Pero cuando el teatro se convierte en espectáculo esperpéntico, uno deja de percibir sintonía con sus representantes. Y aquí no se salva casi nadie. Bueno, más o menos se salvan aquellos que, como los buenos actores,interpretan su papel de forma verosímil. Y es que hay que tener tripas, hay que valer para ser representante político, no sirve cualquiera. Poder discrepar frente al adversario sin perder el respeto (o por el contrario, sin hacer el teatrillo de turno frente al público para luego comportarse como los mejores amigos) ¿Qué quieren que les diga? Tal vez esté chapado a la antigua, tal vez sea un anormal, un bicho raro que se dice, pero para mí, la gente normal no monta el show ni pierde las formas. Ni me gustan las lecciones magistrales de Rajoy, ni los piquitos de Pablo Iglesias, ni el escenario de la firma del pacto Sánchez y Rivera con un cuadro tan emblemático como “El Abrazo” de Juan Genovés de tras-fondo. Ya se sabe lo fácil que resulta quedar bien a costa de hablar mal de los políticos, pero es que, como se dice vulgarmente, lo ponen a huevo; a mí, me molestan tanto la crispación como estos sainetes.
Pares y nones
Antonio Fernández Reymonde
El histrionismo y la afectación mostrados por los políticos durante la última representación en el teatro de las Cortes supongo que está en relación, al margen del ego de cada uno, con la falta de costumbre para debatir en público sobre las cuestiones cotidianas del país. Y no me refiero a todas de golpe en campaña electoral o en un debate parlamentario que merezca ese nombre, pues me parece imposible tratar de explicar doscientas medidas, ni siquiera veinte, en un único envite.

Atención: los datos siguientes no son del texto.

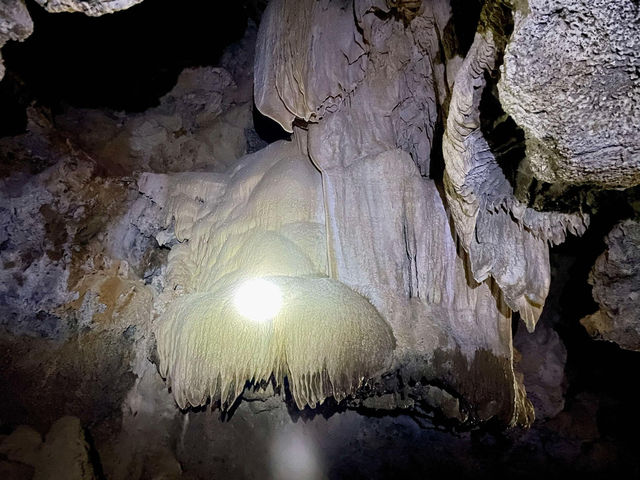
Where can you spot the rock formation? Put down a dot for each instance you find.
(432, 160)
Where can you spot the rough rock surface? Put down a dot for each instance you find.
(200, 124)
(64, 453)
(571, 80)
(15, 24)
(616, 287)
(371, 120)
(93, 8)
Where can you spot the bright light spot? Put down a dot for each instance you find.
(258, 300)
(294, 455)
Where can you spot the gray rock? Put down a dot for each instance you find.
(571, 80)
(65, 453)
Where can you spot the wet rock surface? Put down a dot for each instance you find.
(415, 207)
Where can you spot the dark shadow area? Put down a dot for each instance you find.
(267, 129)
(121, 61)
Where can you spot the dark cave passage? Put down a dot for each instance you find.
(150, 189)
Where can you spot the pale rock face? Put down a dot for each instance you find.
(616, 287)
(16, 24)
(200, 124)
(505, 239)
(64, 453)
(571, 80)
(371, 124)
(92, 8)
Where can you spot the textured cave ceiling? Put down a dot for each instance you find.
(445, 193)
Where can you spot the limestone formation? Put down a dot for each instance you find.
(436, 152)
(505, 239)
(571, 80)
(15, 24)
(616, 287)
(371, 120)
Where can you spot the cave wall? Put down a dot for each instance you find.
(109, 218)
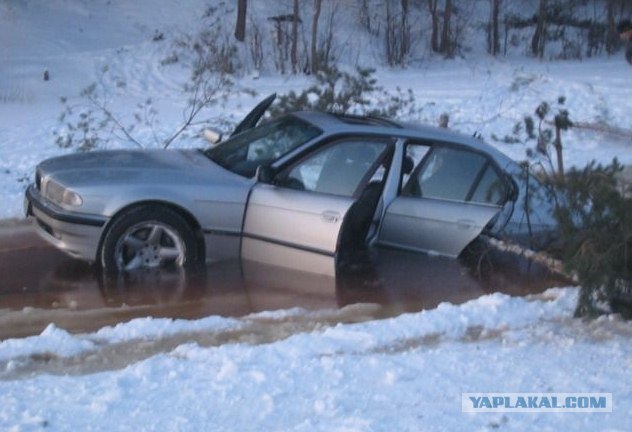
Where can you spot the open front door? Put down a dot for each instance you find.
(296, 222)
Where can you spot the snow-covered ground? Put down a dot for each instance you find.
(404, 373)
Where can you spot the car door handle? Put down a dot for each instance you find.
(330, 216)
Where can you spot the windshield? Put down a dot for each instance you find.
(243, 153)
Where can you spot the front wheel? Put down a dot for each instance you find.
(148, 237)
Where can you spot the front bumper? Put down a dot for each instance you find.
(76, 234)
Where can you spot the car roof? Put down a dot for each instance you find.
(333, 124)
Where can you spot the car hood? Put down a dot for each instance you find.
(133, 167)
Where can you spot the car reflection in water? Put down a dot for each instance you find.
(397, 281)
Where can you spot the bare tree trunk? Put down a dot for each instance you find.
(315, 64)
(405, 48)
(447, 47)
(240, 26)
(294, 48)
(539, 36)
(434, 35)
(611, 36)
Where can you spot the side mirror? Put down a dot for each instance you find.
(265, 174)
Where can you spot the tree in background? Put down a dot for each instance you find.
(240, 25)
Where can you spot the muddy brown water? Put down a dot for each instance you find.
(40, 285)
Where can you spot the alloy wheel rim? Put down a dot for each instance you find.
(149, 245)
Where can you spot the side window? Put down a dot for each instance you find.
(491, 189)
(338, 169)
(458, 175)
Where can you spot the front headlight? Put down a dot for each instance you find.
(61, 195)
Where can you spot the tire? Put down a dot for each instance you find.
(148, 237)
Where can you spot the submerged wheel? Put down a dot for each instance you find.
(148, 237)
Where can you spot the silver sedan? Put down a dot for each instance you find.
(303, 191)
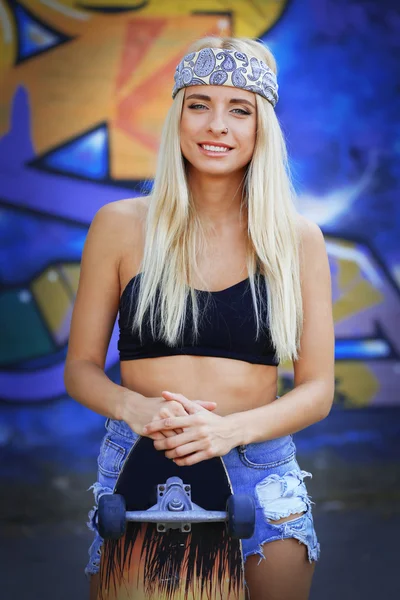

Para hacer comprensible e interesante un debate tan general es necesaria mucha discusión previa y especializada sobre las políticas que afectan a la vida diaria de los ciudadanos. Su carácter público y publicitado con la necesaria amplitud mediática, permitiría a los ciudadanos estar bien informados y los políticos no necesitarían tanta pose ni tanto grito en dos días de calendario.
Si no se habla de política en cuatro años, el debate electoral se acaba pareciendo al mundial de fútbol, se celebra cada cuatro años y sólo se espera que gane el equipo de uno, dando igual el jogo bontito que el patadón parriba. Incluso se parece en que los fans del equipo campeón no saben de qué alegrarse dos días después.
Extraordinario articulo.
Discrepo algunas veces de usted, pero este articulo me revela su agudeza de analisis.
Tiene en mi a un seguidor, a veces divergente otras convergente. Como es normal entre personas honestas y educadas.
Un autor para mi admirado, Juan Manuel de Prada, lo llamó DEMOGRESCA, un término que me encanta.
Celebro haberme encontrado este articulo.